Former WeWork CEO and co-founder Adam Neumann

The man who took WeWork from a tiny startup to the brink of an IPO may not survive the fallout of the attempted offering's potential failure.

One week after The We Company announced it is delaying its initial public offering, co-founder and CEO Adam Neumann is in talks with the company's board and biggest investors to potentially step down as chief executive, Reuters reports. Reportedly leading the push to oust Neumann is Masayoshi Son, who has been WeWork's biggest financial supporter in his role as head of SoftBank Group.

In the past few years, SoftBank Group and its venture capital arm SoftBank Vision Fund have invested over $10B in The We Company, with its most recent infusion taking the startup's valuation to a dizzying $47B. In the weeks after The We Company filed for an IPO, estimates of its public valuation dropped as low as $10B.

SoftBank owns about a third of WeWork, but Neumann's unique ownership structure gives him total control of the company, including the power to fire the entire board, The Wall Street Journal reports. Neumann had previously handpicked a committee including his wife, Rebekah Neumann, to appoint a successor if he left the company, but agreed to negate that part of WeWork's ownership structure to appease potential investors.

Neumann has pledged to give back to WeWork any profits he realizes from personally leasing office space to the company in buildings he acquired, an attempt to dispel concerns about potential conflicts of interest, Bloomberg reports.

He has also agreed not to appoint any family members to the board, which has been given full authority to name a new CEO if Neumann steps aside. If he does so, one potential arrangement would have him slide into a non-executive chairman role, Bloomberg reports. 

The We Company postponed a Monday board meeting until later in the week to prepare for discussions about Neumann's future with the company, the WSJ and CNBC report.

An entrance to one of WeWork's locations.

Another scenario would involve Neumann remaining CEO, but with a new chairman appointed by the board to provide a check on his power, Reuters reports. Neumann is reluctant to give up his position, according to The New York Times, and still has allies on the board that are not affiliated with SoftBank.

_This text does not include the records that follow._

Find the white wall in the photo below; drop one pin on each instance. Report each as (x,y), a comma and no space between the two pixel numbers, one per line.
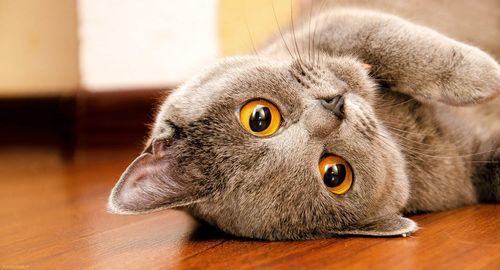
(132,44)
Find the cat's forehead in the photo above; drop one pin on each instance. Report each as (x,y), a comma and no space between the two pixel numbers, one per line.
(192,99)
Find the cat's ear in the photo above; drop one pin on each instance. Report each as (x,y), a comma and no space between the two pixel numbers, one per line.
(152,182)
(392,225)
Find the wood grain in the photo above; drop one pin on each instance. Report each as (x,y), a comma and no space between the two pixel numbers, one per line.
(53,217)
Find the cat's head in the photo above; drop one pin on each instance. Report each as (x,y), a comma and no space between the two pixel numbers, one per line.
(273,149)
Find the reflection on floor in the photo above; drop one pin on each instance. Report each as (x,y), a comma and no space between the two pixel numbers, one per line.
(53,217)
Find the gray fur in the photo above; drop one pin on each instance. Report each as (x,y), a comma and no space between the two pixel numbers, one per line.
(416,128)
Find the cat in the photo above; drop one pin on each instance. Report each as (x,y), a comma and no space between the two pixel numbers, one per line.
(337,127)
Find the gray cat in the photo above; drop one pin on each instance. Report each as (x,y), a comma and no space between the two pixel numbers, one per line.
(336,128)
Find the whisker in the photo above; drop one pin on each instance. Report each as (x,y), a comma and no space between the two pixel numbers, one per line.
(279,29)
(300,62)
(251,38)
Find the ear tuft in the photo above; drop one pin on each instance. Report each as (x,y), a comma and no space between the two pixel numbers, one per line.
(152,182)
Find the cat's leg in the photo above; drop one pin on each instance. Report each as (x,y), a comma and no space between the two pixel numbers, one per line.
(412,59)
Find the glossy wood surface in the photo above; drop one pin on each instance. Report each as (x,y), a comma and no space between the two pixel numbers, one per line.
(53,217)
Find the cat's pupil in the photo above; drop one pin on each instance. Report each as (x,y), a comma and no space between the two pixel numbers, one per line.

SoftBank had reportedly been the driving force in delaying The We Company's IPO, seeking to preserve the value of its investment, and by extension that of Vision Fund's main backers: the Public Investment Fund of Saudi Arabia and Abu Dhabi's Mubadala Investment Co. If Neumann were to be removed as CEO, an IPO before the end of the year would be unlikely, CNBC reports.

WSJ report detailing Neumann's erratic behavior has reportedly eroded Son and other investors' confidence in his leadership just as much as his complex business and personal ties to the company he co-founded. Lenders who extended Neumann a $500M line of credit backed by his stake in WeWork are trying to renegotiate the terms of that loan, according to Bloomberg. 

Neumann's public image has reportedly taken such a beating that multiple investors are exploring legal action against his dealings with his company, alleged drug use on the job and misuse of company funds, the NYT reports.

One of SoftBank's allies in the battle over WeWork's leadership is Benchmark Capital, which also joined SoftBank as investors in Uber Technologies. Benchmark led the movement to remove Uber CEO Travis Kalanick from his position after his own personal issues grabbed headlines ahead of the ride-sharing company's IPO earlier this year, CNBC reports. Uber's shares are still trading at a 28% discount to their initial public value, the WSJ reports.